The system does afford grower-customers a peek at data via a dashboard, but DuMond says they have not pushed that aspect out very far. Loading down customers with excessive, out-of-context data actually leads more often to paralysis than action, he notes.
“I think we are working in a data overload industry,” says DuMond. “Some of the best decisions that get made are developed when we apply a full analysis and provide options A, B, or C for the farmer to choose from. When you open up the entire trough of information, more often than not nothing gets done.”
NextGPS additionally offers a glimpse of data through a dashboard generated by Mavrx. “We have two or three growers that have access, but they almost never use it,” says DuMond. That said, as younger generations return to the farm and interest in data grows, NextGPS will be ready to meet these demands.
Besides fostering continuous improvement and providing a regular avenue of discussion with farmer customers, a variable-rate nutrient regimen itself is a relationship-building experience that paves the way for improved customer loyalty.
“There are not many farmers who have not been exposed to it at this point, so when you’re working with them on variable rate prescriptions, it is business that is generally not up for bid every year,” says DuMond. “Data drives a lot of relationships with folks that we have worked with for many years. Usually, these customers’ acres stay with us year in and out. A lot of those doing conventional spreading are ‘shop-arounders,’ the kind that gravitate towards an FBN and the lowest price.”
The loyalty aspect became even more apparent through the recent downturn in the farm economy. “Farmers did not abandon variable-rate, they just flattened it down,” says DuMond. “As budgets shrunk in the past couple years, farmers have generally stayed convinced that VRA fertilizer applications were a correct decision, although most have reduced rates by using a ‘budget plan’ that does not aggressively build levels as much as we would if the farmer’s financial situation could stand it.

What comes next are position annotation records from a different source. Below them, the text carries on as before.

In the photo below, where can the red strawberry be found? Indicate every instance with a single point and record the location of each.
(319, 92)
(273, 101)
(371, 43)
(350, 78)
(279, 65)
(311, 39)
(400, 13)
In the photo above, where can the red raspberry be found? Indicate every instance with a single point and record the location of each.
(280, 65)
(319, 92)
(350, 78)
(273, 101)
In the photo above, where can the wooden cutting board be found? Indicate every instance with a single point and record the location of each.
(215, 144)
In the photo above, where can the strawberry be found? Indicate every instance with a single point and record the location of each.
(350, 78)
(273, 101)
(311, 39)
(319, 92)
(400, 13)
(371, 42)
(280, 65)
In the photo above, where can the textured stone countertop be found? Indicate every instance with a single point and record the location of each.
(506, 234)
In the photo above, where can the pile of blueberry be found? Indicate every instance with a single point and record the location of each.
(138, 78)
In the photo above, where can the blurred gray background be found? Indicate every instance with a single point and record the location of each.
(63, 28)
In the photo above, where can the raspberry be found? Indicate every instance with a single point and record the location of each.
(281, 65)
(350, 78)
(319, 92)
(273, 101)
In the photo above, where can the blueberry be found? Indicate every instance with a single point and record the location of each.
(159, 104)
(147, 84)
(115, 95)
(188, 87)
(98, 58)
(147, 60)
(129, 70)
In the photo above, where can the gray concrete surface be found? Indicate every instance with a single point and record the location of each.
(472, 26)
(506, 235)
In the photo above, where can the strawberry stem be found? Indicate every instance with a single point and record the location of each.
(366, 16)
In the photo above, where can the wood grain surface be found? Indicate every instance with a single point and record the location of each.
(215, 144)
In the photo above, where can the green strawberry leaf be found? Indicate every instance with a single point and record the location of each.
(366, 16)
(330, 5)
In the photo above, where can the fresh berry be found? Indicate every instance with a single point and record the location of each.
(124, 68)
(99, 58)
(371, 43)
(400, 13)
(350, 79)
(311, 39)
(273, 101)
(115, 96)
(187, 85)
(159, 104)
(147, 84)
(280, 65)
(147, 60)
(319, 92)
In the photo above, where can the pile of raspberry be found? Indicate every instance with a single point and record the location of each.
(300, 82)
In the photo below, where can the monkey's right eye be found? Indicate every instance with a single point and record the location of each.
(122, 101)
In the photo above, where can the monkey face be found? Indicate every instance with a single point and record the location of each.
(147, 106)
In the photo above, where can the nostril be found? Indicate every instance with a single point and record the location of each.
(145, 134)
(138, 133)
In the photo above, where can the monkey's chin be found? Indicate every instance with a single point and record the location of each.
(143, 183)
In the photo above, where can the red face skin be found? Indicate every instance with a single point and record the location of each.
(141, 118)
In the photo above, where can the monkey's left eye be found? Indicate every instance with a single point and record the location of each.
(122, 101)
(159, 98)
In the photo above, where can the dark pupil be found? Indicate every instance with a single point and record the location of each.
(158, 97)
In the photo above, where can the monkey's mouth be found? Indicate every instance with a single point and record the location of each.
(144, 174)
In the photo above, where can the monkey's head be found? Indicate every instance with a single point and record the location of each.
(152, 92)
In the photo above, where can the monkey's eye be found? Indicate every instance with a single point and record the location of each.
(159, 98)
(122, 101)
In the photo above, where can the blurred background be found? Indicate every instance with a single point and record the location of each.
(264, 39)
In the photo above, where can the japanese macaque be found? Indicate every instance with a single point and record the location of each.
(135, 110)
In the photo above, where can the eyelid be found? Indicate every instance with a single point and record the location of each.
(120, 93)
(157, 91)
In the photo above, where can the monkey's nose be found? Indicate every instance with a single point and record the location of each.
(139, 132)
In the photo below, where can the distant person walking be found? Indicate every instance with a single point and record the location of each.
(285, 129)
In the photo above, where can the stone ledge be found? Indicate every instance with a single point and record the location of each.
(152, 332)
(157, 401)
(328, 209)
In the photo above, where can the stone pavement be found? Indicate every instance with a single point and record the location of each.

Farmers seem to understand that fertility is a long term process, and a year or two on a reduced diet won’t drastically reduce their yields beyond a tolerable level.”
As a builder of business, customer loyalty, and ongoing value, DuMond feels VRA provides a terrific foundation for NextGPS’ sustainability as a business.
“We are convinced that an input supplier can, if properly motivated and compensated, provide impartial plans for our growers that are every bit as good as, or better than, ‘outside consultants’ that profess to be independent of a sales motive,” asserts DuMond. “In many cases, we feel that our advice is possibly even superior, since we probably know more about the farmer’s fields than anyone else, possibly even the farmer!”